What My Photos Used to Look Like
What My Photos Look Like Now
Before beginning to stage a photo, I follow these guidelines:
1. Be True to Yourself
I learned this in an instagram course created by Me and Orla. This is absolutely the number one rule I follow. In any creative outlet, it can be easy to attempt to mimic the styles or stories of those you admire. In this attempt, you may lose yourself. You are the most important aspect in your creative work. Your work is always at its strongest when it reflects your beliefs, personality, and story. No one else's story is like yours. Share your story! Which brings me to my second guideline.
2. Tell a Story
Because you have an amazing and unique story, you most certainly should share it! We each have a past, a daily life, and hopes for the future. When capturing photos, you are actually capturing moments. Sometimes, the story comes to me before I begin snapping shots. But many times, I capture the photo and then the story comes alive in my mind. It is key to be honest about these moments or stories that you are capturing. What feelings does the photo you just took evoke when you see it? What memories does it bring? What dreams can you see coming true?
3. Neutral (White) Space is Your Friend
Simple as that. The human eye finds objects more appealing when they are offset. Using large amounts of neutral space always makes photos more interesting.

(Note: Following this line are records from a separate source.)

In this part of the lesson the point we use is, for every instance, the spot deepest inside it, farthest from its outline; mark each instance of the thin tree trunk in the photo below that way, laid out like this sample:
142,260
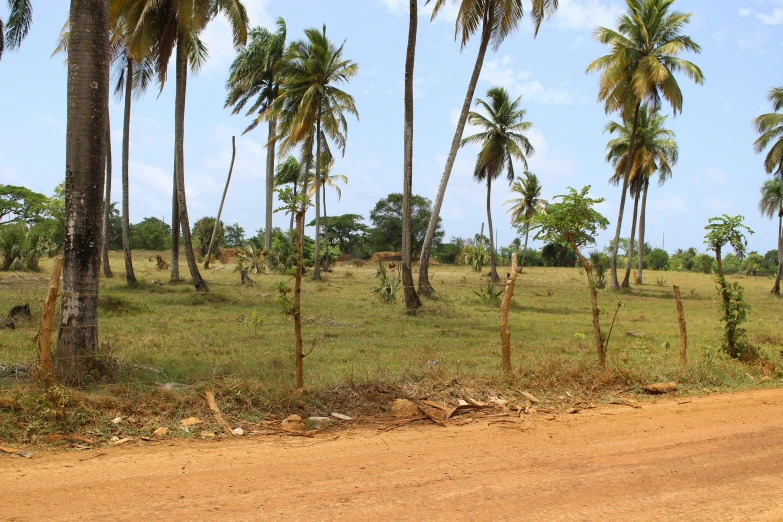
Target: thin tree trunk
626,180
524,251
627,278
412,300
493,272
776,288
88,102
107,203
179,160
317,186
425,288
222,200
270,186
642,219
175,228
130,276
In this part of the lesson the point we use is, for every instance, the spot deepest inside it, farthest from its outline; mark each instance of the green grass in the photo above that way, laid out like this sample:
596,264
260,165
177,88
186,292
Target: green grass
206,340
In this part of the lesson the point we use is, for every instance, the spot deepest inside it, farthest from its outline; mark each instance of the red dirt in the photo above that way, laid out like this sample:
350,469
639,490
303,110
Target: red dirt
711,458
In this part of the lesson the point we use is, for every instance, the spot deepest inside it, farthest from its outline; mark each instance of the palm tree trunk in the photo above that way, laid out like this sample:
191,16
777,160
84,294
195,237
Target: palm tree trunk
524,252
412,300
88,102
425,288
222,200
179,161
130,276
270,186
626,176
175,228
627,278
776,288
493,272
317,255
107,203
642,219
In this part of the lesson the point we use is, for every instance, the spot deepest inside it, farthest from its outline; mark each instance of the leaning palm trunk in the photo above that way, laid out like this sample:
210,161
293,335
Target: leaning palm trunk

Here is a photo of a roasted chicken I took
Here is the same staging, but using neutral space for most of the photo
See the difference?
I fought this for a long time. In an effort to be "real" I refused to take the time to learn about editing. I had to make a decision to give the best quality work that I could to my readers. And as much as it bothered me at first, that means editing. Looking back, I cannot imagine not editing my photos now! I use VSCO about 90% of the time and photoshop about 10%. I usually make about 3 adjustments, but they make all the difference in the world!
Sidenote: Editing does not mean butchering your photos to the point that none of the original colors are visible and it looks like a cartoon. For the most part working with exposure settings, temperature settings (I always make my photos 1 notch cooler), and playing around with filters (never use a filter full strength) will give you the desired result.
The small changes made a big impact in the mood of the photo.
Also, if you are imagining my photos being taken in some glamorous, perfect place, think again! Here is a real, unedited, orange light, tan wall, 90's blinds reality check for you! Here is where I take my photos.
I hope my guidelines have been helpful for you all! Thanks for reading.